We have all seen websites that require us to type the odd shaped letters and numbers in a box with a patterned background of some sort in order to gain access to a website or account on the web.
A box like this on the web is called a CAPTCHA which is an acronym for the phrase Completely Automated Turing test to tell Computers and Humans Apart. CAPTCHAs are used by websites to check to see if the request being made (such as opening an email account) is from a real human or a bot (a web robot which is a software application, frequently used maliciously by hackers, spammers and other web low lifes). Humans can read and correctly reproduce the CAPATCHAs while bots and other software running on computers can't.
It is estimated that the use of a CAPTCHA adds about 10 seconds to the time it takes to access a website but, given the fact that it helps to reduce Spam and other malware, most of us consider this as ten seconds well spent. However, it is further estimated that, when added up worldwide, each of those ten second delays amounts to 150,000 hours or more per day devoted to solving CAPATCHAs. For the individual user, the time spent is practically unnoticeable, but, in aggregate we are talking about a lot of hours.
So what, you say?
Well, suppose we could begin to channel these ten second delays into some other useful endeavor in addition to thwarting the schemes of Internet crooks? 150,000 hours is the equivalent of 18,750 people working a standard 8 hour day. At the current U.S. Federal minimum wage of $5.15 per hour this would cost an employer $96,562.50 PER DAY in wages alone, not counting employment taxes, benefits and other costs associated with hiring employees.

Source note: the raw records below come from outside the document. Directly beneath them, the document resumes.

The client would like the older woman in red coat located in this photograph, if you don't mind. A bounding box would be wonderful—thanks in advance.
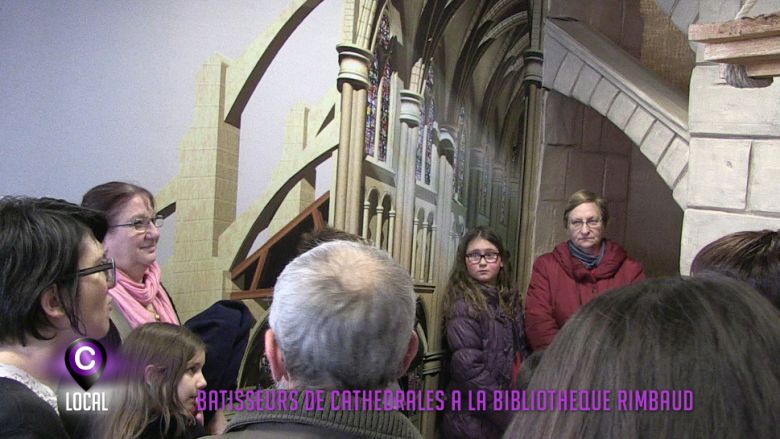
[525,190,645,351]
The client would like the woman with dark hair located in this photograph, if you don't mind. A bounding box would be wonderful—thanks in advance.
[504,276,780,439]
[525,190,645,351]
[0,197,115,438]
[442,226,528,439]
[691,230,780,309]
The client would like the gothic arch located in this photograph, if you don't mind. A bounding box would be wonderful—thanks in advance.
[543,20,690,208]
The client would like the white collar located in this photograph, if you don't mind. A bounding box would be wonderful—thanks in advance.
[0,363,60,414]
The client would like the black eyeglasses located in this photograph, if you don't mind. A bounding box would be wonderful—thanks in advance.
[569,218,601,230]
[76,258,116,288]
[110,215,163,232]
[466,252,501,264]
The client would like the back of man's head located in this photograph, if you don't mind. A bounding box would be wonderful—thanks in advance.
[269,241,414,389]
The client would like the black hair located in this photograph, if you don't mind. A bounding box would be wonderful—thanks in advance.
[0,196,108,345]
[504,277,780,439]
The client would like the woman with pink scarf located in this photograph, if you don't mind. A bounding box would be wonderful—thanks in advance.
[81,181,180,346]
[81,181,254,434]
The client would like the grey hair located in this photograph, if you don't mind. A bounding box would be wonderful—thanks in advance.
[268,241,415,389]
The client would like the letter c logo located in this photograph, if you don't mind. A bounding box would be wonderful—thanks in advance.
[75,346,95,370]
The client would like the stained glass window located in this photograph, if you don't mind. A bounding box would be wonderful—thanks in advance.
[366,55,379,156]
[379,62,393,162]
[365,13,392,161]
[414,65,434,184]
[453,107,468,202]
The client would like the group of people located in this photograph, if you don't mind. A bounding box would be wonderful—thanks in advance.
[441,190,780,439]
[0,186,780,439]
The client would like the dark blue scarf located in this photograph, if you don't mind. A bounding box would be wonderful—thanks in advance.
[569,239,607,270]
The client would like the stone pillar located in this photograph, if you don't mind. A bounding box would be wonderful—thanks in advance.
[466,148,487,229]
[171,54,239,320]
[393,90,422,270]
[512,0,546,294]
[333,44,372,234]
[431,125,458,284]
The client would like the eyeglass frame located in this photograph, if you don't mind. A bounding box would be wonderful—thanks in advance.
[465,252,501,264]
[568,218,604,230]
[76,258,116,288]
[108,215,165,232]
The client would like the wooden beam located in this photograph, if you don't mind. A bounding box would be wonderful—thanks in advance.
[704,36,780,64]
[688,14,780,43]
[230,288,274,300]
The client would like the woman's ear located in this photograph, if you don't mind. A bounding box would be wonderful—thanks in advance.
[265,328,289,382]
[40,284,66,323]
[144,364,162,386]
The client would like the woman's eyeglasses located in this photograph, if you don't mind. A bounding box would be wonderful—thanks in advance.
[111,215,163,232]
[569,218,601,230]
[76,258,116,288]
[466,252,500,264]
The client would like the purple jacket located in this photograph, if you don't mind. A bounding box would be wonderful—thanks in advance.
[441,288,528,439]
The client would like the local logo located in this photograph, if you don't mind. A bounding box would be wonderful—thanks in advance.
[65,337,108,390]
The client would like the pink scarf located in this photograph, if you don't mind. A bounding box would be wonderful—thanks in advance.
[108,262,179,328]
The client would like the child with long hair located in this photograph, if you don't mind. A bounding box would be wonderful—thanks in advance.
[103,323,206,439]
[442,226,528,439]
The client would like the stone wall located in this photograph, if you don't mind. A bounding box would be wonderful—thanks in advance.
[534,92,682,276]
[680,0,780,273]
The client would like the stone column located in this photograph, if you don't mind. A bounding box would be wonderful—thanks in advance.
[431,125,458,283]
[393,90,422,270]
[512,0,546,294]
[333,44,372,234]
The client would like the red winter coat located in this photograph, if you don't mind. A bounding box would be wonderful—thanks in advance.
[525,240,645,351]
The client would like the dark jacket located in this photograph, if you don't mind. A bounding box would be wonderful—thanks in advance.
[201,391,422,439]
[525,240,645,351]
[442,288,527,439]
[0,378,68,439]
[138,417,206,439]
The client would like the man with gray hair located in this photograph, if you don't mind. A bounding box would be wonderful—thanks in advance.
[210,241,421,438]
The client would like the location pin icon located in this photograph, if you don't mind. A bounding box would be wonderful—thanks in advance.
[65,337,108,390]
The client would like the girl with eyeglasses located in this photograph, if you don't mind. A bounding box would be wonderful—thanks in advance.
[525,190,645,351]
[442,226,528,439]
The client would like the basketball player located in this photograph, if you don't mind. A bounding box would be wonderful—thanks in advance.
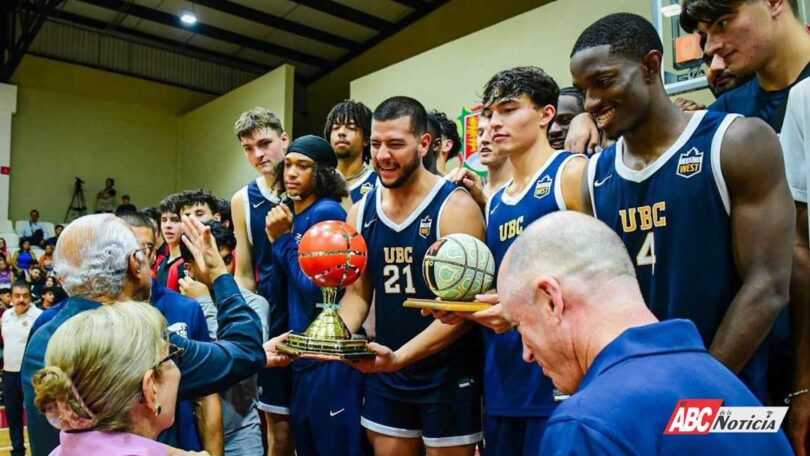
[323,100,377,209]
[571,13,795,400]
[340,97,484,455]
[231,107,293,455]
[548,87,585,150]
[267,135,365,456]
[435,67,587,454]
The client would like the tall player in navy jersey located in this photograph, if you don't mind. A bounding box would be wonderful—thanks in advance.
[231,107,293,455]
[340,97,484,455]
[323,100,377,209]
[436,67,587,455]
[267,135,365,456]
[571,13,795,400]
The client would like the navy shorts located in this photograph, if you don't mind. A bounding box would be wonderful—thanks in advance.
[290,360,367,456]
[256,367,292,415]
[360,382,483,448]
[484,416,548,456]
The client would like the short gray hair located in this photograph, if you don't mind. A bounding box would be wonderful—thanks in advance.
[233,106,284,140]
[53,214,138,298]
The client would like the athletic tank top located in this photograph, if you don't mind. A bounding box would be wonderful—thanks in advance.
[482,151,577,417]
[588,111,767,398]
[357,179,480,402]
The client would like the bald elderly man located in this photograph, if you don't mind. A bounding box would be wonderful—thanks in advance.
[22,214,266,456]
[498,211,793,455]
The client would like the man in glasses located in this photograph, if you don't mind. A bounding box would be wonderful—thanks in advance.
[22,214,266,456]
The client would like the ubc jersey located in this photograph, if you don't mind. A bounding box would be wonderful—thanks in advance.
[244,176,288,337]
[482,151,577,417]
[349,168,377,203]
[357,179,480,403]
[588,111,767,398]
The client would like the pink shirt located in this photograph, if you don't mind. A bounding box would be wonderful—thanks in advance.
[50,431,170,456]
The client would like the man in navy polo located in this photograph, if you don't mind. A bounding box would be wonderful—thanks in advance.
[498,211,793,455]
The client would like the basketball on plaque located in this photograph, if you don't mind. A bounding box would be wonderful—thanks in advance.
[402,233,495,312]
[276,220,376,360]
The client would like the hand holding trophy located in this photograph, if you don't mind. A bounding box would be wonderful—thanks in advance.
[276,220,377,360]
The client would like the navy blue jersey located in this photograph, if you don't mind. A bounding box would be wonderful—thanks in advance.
[349,169,377,203]
[483,151,577,417]
[588,111,767,397]
[244,177,288,337]
[357,179,480,402]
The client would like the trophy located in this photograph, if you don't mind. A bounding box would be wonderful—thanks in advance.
[277,220,376,360]
[402,233,495,312]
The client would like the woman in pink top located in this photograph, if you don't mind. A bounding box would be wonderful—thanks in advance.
[33,302,200,456]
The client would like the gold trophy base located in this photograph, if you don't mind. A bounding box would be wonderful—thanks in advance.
[276,304,377,361]
[402,299,492,312]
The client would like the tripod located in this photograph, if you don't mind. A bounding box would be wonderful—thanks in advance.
[65,177,87,222]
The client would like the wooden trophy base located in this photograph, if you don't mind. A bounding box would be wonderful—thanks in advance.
[402,299,492,312]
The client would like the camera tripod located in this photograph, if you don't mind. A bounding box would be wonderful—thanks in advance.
[64,177,87,222]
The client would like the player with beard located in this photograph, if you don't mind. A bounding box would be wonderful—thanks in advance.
[231,107,294,455]
[267,135,365,456]
[339,97,484,455]
[571,13,795,400]
[323,100,377,209]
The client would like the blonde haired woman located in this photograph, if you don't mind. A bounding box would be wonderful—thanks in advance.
[33,301,204,456]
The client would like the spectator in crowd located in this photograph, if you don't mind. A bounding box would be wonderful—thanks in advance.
[37,287,56,310]
[33,301,184,456]
[96,177,115,214]
[45,225,65,247]
[180,221,270,456]
[2,282,42,456]
[18,209,45,245]
[0,258,15,288]
[115,195,138,215]
[22,214,271,456]
[430,109,461,174]
[0,286,11,309]
[39,244,54,273]
[11,238,37,274]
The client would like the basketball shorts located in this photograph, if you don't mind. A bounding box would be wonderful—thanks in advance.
[290,361,367,456]
[360,382,483,448]
[256,367,292,415]
[484,416,548,456]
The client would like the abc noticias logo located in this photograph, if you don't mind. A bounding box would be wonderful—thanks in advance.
[664,399,788,435]
[664,399,788,435]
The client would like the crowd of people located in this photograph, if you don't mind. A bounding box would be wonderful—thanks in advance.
[0,0,810,456]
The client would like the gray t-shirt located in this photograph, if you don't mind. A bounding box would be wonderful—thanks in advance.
[197,288,270,456]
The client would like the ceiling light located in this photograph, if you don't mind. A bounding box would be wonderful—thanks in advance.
[661,3,681,17]
[180,9,197,25]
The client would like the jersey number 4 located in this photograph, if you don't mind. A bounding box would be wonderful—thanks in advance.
[636,231,655,274]
[383,264,416,294]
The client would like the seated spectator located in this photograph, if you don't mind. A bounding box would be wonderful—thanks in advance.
[45,225,65,247]
[96,177,115,214]
[11,238,37,274]
[0,258,15,288]
[33,301,183,456]
[18,209,45,245]
[39,244,53,273]
[115,195,138,215]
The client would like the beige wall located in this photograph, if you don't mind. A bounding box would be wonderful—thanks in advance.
[9,56,213,222]
[177,65,295,198]
[302,0,548,134]
[351,0,652,117]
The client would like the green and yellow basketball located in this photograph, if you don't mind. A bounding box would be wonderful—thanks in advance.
[422,233,495,301]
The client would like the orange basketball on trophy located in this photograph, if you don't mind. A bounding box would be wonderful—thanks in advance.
[298,220,368,288]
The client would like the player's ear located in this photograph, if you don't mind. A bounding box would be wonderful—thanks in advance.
[641,50,662,84]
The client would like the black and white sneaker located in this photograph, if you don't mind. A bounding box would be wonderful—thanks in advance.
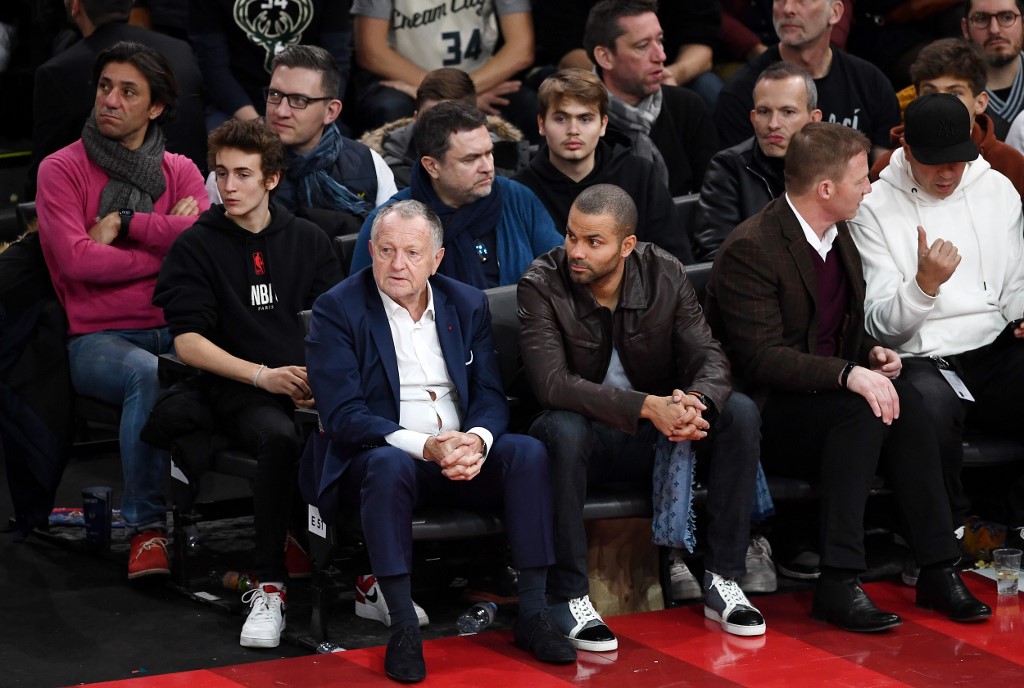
[705,571,765,636]
[548,595,618,652]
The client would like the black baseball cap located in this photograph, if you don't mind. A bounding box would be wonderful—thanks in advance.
[903,93,978,165]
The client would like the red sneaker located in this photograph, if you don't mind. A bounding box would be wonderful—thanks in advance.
[128,530,171,581]
[285,531,312,578]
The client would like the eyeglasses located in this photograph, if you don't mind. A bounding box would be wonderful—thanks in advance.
[969,10,1020,29]
[263,88,334,110]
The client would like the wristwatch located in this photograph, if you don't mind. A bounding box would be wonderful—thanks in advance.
[118,208,135,239]
[689,392,718,423]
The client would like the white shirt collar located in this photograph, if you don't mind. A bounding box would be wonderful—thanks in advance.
[377,282,434,320]
[785,194,839,260]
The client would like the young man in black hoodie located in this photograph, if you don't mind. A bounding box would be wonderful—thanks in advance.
[153,120,341,647]
[513,69,693,263]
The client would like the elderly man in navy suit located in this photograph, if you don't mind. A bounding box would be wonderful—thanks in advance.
[306,200,575,682]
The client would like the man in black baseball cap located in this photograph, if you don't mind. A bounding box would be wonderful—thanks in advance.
[849,87,1024,581]
[902,93,978,173]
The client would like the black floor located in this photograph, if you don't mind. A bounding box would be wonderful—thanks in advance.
[0,436,929,688]
[0,440,514,688]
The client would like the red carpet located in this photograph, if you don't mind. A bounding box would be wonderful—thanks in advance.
[81,575,1024,688]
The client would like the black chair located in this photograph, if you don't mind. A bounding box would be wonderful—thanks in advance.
[672,194,700,259]
[333,234,359,277]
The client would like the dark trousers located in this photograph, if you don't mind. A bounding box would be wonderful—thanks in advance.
[341,434,554,577]
[761,380,958,570]
[529,393,761,599]
[211,384,301,582]
[900,333,1024,526]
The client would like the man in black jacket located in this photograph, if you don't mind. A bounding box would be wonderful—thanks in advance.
[153,120,341,647]
[26,0,206,199]
[693,62,821,261]
[584,0,718,196]
[513,70,692,263]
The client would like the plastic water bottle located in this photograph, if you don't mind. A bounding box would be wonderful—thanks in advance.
[455,602,498,636]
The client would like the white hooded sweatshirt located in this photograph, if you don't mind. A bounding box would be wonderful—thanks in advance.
[849,148,1024,356]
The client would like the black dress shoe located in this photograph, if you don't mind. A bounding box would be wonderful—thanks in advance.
[811,576,903,633]
[515,609,575,664]
[918,565,992,622]
[384,624,427,683]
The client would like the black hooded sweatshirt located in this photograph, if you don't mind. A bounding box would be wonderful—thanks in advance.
[153,204,341,368]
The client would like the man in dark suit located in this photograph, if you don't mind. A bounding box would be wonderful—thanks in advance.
[306,200,575,682]
[707,123,991,632]
[27,0,206,199]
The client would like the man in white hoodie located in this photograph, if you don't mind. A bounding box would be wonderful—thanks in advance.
[850,93,1024,552]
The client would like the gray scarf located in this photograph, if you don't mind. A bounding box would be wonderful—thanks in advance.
[608,88,669,185]
[82,110,167,217]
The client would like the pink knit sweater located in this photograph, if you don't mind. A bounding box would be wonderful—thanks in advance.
[36,139,210,335]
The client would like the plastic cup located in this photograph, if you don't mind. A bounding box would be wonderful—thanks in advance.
[82,486,114,548]
[992,548,1021,595]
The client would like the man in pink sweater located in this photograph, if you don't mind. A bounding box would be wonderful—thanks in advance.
[36,42,210,578]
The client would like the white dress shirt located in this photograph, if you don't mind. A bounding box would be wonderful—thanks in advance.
[785,194,839,260]
[377,283,494,459]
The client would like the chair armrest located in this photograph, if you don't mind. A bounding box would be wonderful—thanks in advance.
[157,353,203,387]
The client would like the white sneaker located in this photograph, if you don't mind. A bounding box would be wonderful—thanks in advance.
[739,535,778,593]
[705,571,765,636]
[669,549,703,601]
[355,573,430,628]
[239,583,286,647]
[548,595,618,652]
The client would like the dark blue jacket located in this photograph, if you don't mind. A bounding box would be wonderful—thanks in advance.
[300,267,508,522]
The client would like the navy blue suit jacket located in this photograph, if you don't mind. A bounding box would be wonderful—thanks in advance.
[300,267,508,522]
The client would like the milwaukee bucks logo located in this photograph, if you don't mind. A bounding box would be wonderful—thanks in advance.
[234,0,313,74]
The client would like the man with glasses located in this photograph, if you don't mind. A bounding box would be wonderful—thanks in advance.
[207,45,398,235]
[961,0,1024,134]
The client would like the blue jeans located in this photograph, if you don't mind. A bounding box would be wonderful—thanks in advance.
[68,328,173,532]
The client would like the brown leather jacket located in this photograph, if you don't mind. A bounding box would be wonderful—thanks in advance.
[518,242,732,433]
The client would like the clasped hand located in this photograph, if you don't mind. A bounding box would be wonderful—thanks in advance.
[423,430,483,480]
[641,389,711,442]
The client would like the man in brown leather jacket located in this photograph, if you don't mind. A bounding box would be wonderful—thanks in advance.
[518,184,765,652]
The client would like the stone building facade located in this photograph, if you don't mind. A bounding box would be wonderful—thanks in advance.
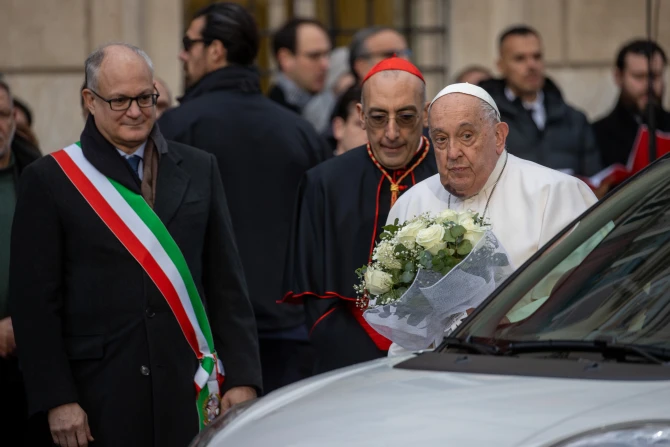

While the idea of harvesting and putting to use the 150,000 hours per day spent by millions of people in little ten second bursts is attractive, the question is what thing of practical use can a person produce in these random ten seconds spent typing the key to access some site on the web?
It just so happens that on May 24, 2007, Ben Maurer, an undergraduate computer science student at Carnegie Mellon University and his team of students and faculty not only figured out a way to harness all of these little ten seconds worth labor, but launched a service to make productive use of this labor.
Anyone who has attempted to scan text into a computer and save it in a text format rather than a graphic format, knows that not every word or phrase is converted correctly. A change in the font, marks on the page, a change in handwriting style, etc. will all cause some words and phrases to scan incorrectly. We have programs to detect these scan errors but it requires a human to look at the original text and key the text in correctly. For the ordinary user scanning a few pages of text, this is a nuisance. But for the various companies attempting to scan whole libraries of books or Google which is attempting to scan all of the world's books, it is more than a nuisance it is hundreds of thousands of hours of human labor all of which has to be paid.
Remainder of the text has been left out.